Two families’ sons get into a playground fight. Quickly escalating, one hits the other in the face with a branch, knocking out two teeth. The mortified parents get together to discuss how to proceed: who will pay for the dental surgery? How will the children apologize to each other?

For most parents, this would be where their adult behavior should really shine through, but for the characters of Yasmina Reza’s dark comedy “God of Carnage” — the first play in the Binghamton University theatre department’s Mainstage season — this is where civilities end.

“This play raises the question, ‘Should I be socially conscious and concerned about the world, or should I say screw it?’” said Thomas Kremer, a professor of theatre and director of the show. ”It’s all going to be screwed up anyway and falling apart, so why should I waste my energy?”

Though the characters of the play do not immediately fall prey to these questions, they soon engage in desperate attempts to remain courteous with each other. As the play continues, the claws come out and characters agree that “behaving well gets [them] nowhere,” as Veronica, played by Stephanie Gomerez, a senior majoring in theatre, says onstage.

And that bad behavior is prevalent. Every innocent subject the sets of parents talk about, ranging from family pets to art history, gives way to the means of racism, misogyny and homophobia with complete disregard for what may or may not be socially correct.

Ironically, the characters remark throughout the play of how good it is that they can communicate like adults, without turning to the same antics that their children did on the playground. What they miss completely is that the “mature” discussions they have are far more vicious.

The cast only consists of four characters, with the actors rarely being found offstage. Additionally, the production is staged with the audience sitting on three sides of the set, so there’s no point at which the performers can really focus away from their character. However, the cast all agrees that this is something that helped them grow closer through the rehearsal process, which has been strenuous due to the subject matter of the play and the amount of fighting the actors are required to do.

“This is such a physical show, and we’re all exhausted,” said Emily Mahoney, who plays Annette and is a senior majoring in theatre. “But we’re all having so much fun that it doesn’t really matter.”

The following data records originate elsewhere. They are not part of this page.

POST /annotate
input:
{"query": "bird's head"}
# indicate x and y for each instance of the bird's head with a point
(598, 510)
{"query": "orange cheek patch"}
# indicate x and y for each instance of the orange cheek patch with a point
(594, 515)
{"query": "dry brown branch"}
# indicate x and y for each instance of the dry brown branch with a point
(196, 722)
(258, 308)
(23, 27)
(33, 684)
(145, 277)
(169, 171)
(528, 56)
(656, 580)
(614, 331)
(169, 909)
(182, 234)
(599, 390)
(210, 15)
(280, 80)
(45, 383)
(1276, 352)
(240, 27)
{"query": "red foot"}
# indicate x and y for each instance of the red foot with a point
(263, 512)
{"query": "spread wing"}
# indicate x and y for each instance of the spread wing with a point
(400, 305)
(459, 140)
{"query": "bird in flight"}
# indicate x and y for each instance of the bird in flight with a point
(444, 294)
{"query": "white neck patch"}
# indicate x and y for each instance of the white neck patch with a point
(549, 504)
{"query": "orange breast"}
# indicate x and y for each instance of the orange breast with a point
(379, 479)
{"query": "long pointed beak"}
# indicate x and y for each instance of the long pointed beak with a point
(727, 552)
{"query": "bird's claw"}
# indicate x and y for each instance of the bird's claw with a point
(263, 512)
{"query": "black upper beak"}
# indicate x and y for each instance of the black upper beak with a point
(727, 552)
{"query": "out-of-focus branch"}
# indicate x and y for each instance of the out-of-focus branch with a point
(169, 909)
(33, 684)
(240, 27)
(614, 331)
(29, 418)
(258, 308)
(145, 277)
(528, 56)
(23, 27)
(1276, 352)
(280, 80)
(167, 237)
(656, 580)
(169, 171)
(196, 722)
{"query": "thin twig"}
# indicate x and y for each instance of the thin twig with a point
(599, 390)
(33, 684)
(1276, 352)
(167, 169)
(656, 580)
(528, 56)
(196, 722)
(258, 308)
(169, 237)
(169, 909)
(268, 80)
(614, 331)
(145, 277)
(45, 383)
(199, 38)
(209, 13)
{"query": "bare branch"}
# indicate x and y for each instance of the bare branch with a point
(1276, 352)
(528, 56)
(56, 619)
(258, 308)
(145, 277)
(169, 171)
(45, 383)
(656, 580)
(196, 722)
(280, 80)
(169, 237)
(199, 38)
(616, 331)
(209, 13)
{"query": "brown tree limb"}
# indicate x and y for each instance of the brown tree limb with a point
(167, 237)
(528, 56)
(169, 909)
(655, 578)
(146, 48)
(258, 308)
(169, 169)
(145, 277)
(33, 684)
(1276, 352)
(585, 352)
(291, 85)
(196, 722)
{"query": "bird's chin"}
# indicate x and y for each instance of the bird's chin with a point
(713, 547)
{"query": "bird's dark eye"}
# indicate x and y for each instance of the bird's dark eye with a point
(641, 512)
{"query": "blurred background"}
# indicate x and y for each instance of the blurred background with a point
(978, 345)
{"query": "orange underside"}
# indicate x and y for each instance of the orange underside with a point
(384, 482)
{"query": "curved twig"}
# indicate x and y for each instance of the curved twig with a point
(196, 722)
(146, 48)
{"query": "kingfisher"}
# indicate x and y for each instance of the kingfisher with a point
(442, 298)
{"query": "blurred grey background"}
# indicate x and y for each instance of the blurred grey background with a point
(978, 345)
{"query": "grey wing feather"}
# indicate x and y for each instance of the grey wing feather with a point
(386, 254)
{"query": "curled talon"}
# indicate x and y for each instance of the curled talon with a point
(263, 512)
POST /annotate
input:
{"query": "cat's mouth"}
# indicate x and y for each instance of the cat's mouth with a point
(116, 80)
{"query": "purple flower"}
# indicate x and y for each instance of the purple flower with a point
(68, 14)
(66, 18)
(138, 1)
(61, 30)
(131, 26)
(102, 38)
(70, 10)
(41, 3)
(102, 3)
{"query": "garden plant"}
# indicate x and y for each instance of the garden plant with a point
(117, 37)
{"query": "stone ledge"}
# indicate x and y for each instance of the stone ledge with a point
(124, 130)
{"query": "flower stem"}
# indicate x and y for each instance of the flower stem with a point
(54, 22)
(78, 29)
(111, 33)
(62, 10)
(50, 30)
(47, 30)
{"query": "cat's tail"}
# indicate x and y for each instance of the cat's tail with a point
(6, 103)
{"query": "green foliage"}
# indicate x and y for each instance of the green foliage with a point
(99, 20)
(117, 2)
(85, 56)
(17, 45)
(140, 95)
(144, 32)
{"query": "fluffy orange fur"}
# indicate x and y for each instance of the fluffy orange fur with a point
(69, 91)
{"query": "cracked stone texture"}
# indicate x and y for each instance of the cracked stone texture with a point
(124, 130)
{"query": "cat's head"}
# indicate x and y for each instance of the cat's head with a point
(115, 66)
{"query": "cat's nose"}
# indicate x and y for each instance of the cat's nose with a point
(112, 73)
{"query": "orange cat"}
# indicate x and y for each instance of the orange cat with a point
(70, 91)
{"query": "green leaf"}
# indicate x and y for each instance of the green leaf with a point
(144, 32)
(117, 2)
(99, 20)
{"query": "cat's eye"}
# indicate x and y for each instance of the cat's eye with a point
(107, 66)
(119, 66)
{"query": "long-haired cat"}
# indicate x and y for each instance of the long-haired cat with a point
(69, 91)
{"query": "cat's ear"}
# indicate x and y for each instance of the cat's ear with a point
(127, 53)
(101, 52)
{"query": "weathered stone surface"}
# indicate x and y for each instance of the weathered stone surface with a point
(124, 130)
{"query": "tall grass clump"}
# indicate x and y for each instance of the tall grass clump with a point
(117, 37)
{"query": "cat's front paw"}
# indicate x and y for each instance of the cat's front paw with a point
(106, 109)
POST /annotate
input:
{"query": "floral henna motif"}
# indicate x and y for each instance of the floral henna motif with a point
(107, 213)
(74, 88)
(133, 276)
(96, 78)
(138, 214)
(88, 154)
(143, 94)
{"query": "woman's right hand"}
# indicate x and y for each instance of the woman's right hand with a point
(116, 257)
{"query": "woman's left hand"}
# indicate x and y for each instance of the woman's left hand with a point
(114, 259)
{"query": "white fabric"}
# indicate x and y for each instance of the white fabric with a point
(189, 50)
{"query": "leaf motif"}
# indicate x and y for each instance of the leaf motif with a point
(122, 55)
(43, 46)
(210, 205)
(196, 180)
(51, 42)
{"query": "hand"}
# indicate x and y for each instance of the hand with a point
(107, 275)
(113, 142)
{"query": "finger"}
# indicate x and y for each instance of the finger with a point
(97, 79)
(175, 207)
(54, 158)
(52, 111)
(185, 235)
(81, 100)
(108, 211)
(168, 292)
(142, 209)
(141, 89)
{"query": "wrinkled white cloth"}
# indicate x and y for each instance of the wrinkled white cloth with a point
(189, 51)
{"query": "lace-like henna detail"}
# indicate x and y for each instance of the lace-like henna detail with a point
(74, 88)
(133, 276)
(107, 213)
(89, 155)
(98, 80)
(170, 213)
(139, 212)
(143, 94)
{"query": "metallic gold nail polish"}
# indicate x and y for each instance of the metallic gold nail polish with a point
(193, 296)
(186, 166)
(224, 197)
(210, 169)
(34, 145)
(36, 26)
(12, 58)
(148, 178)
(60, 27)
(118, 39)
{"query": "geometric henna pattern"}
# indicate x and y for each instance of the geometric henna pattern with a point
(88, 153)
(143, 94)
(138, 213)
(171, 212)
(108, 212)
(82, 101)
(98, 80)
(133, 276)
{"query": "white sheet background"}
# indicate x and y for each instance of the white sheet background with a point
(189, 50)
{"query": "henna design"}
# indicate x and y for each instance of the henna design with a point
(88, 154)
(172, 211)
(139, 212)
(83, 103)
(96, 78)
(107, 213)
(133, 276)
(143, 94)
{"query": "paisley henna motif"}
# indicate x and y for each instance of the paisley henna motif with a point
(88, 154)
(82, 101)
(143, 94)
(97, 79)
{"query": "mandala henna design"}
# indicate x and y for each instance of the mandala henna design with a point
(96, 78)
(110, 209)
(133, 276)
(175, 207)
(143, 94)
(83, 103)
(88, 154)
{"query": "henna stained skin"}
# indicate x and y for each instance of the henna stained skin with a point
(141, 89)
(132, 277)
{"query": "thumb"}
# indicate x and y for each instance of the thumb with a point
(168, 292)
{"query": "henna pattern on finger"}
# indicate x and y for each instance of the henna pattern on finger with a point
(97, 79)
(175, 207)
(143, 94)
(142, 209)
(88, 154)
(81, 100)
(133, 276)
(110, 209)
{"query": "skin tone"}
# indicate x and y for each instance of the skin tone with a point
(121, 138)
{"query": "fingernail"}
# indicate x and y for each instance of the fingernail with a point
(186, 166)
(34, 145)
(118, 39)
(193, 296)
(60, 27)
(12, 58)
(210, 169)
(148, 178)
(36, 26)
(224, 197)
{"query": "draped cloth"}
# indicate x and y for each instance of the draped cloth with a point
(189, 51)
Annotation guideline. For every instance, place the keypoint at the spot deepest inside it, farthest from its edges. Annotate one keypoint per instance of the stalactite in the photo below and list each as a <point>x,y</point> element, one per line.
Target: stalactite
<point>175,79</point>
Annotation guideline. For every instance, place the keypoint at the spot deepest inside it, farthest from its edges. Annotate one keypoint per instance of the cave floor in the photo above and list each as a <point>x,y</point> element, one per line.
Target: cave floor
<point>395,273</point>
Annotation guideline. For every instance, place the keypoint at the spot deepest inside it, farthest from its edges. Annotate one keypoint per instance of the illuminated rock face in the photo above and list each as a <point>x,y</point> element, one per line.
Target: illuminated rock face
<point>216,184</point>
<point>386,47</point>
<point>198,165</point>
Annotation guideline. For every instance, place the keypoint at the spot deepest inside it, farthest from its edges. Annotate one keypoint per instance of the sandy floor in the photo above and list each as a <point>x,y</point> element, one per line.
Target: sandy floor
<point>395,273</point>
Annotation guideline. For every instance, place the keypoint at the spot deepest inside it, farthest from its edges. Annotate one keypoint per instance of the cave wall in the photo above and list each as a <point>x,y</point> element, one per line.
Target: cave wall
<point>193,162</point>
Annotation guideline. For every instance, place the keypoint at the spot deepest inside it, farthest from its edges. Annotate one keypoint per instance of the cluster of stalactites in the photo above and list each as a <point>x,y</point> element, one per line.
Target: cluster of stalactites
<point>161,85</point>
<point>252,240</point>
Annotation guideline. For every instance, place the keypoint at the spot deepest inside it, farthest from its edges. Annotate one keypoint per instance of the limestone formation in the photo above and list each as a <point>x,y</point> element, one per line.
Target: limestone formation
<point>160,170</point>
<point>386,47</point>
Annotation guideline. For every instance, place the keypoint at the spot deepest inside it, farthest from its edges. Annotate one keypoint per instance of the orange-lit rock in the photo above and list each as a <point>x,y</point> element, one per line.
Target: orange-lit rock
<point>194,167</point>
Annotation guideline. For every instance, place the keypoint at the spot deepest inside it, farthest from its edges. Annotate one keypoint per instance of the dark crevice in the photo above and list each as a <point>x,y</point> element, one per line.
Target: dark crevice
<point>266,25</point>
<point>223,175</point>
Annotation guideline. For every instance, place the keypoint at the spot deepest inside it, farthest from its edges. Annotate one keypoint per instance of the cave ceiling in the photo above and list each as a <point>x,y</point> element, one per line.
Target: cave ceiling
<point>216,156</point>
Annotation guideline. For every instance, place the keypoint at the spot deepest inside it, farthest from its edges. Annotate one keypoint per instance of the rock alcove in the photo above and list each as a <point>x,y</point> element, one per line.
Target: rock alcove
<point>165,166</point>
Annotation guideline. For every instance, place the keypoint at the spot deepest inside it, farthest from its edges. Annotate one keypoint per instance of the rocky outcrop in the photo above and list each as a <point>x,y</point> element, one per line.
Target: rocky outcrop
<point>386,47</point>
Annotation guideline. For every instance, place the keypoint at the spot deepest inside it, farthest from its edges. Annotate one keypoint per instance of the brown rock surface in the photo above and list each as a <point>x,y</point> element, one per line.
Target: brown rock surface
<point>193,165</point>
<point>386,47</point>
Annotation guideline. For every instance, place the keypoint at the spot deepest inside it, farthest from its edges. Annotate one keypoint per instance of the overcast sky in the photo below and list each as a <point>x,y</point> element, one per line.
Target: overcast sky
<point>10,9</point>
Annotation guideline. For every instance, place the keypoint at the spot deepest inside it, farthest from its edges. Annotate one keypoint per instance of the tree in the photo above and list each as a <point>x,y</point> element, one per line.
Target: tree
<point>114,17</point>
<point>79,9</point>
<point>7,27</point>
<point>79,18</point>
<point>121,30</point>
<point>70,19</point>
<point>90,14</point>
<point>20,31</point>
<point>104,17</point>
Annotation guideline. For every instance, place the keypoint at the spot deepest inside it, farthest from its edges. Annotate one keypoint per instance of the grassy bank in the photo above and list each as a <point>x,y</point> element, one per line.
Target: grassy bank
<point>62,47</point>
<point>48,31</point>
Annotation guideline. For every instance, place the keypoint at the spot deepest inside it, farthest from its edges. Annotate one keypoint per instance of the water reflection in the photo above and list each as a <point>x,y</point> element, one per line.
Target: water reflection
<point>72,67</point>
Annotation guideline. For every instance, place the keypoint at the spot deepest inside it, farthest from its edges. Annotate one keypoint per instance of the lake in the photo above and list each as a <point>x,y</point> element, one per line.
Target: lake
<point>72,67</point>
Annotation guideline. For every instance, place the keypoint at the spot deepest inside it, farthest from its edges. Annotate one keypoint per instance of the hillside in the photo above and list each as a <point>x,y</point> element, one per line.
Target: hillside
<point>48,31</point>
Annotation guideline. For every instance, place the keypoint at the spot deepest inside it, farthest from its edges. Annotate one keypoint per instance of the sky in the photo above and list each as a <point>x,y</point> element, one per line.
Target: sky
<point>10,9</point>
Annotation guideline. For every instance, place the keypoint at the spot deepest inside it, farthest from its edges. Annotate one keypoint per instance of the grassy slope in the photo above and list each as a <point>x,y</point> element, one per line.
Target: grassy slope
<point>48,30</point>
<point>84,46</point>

For professor Kremer, the “playful” aspect of the production is one of the most important parts of acting. For this show, he says that he tried to make the rehearsal process as lighthearted as it could be to offset the scripted tension between the actors.

“In the beginning, I didn’t know Emily very well,” said Spencer Rosner, who plays Michael and is a sophomore majoring in integrative neuroscience. “And I felt bad when I would scream at her.”

The atmosphere created in rehearsals, however, allowed the cast to be comfortable in their scene work and grow closer.

“The topics in this show sometimes get to a heavy point,” Gomerez said. “If [the rehearsal process] was serious all the time, we would never be able to go as far as we have with each other. We know that once we leave this studio, we’re all friends. There’s no hard feelings.”

Though the play speaks harshly to the act of becoming less human with one another, there are moments of vulnerability for each character throughout the show that the audience will relate to.

“There’s something that the audience can take away from each and every character,” Gomerez said. “They’re all on such opposite spectrums.”

Tom Mackin, who plays Alan and is a junior majoring in comparative literature, agreed.

“[The play] dislodges some universals,” Mackin said. “It introduces them, and then it knocks them down. That’s what’s so good about the argument of the play — that it doesn’t conclude on any one character’s point.”

This lack of conclusion calls into question which morals were the “right” ones. Is it possible, or even necessary, to behave politely? Or do we, without fail, fall victim to the idea of the “God of Carnage”?

“God of Carnage” will be running at 8 p.m. on Oct. 15, 16, 17, 22, 23 and 24 with 2 p.m. performances on Oct. 17, 24 and 25.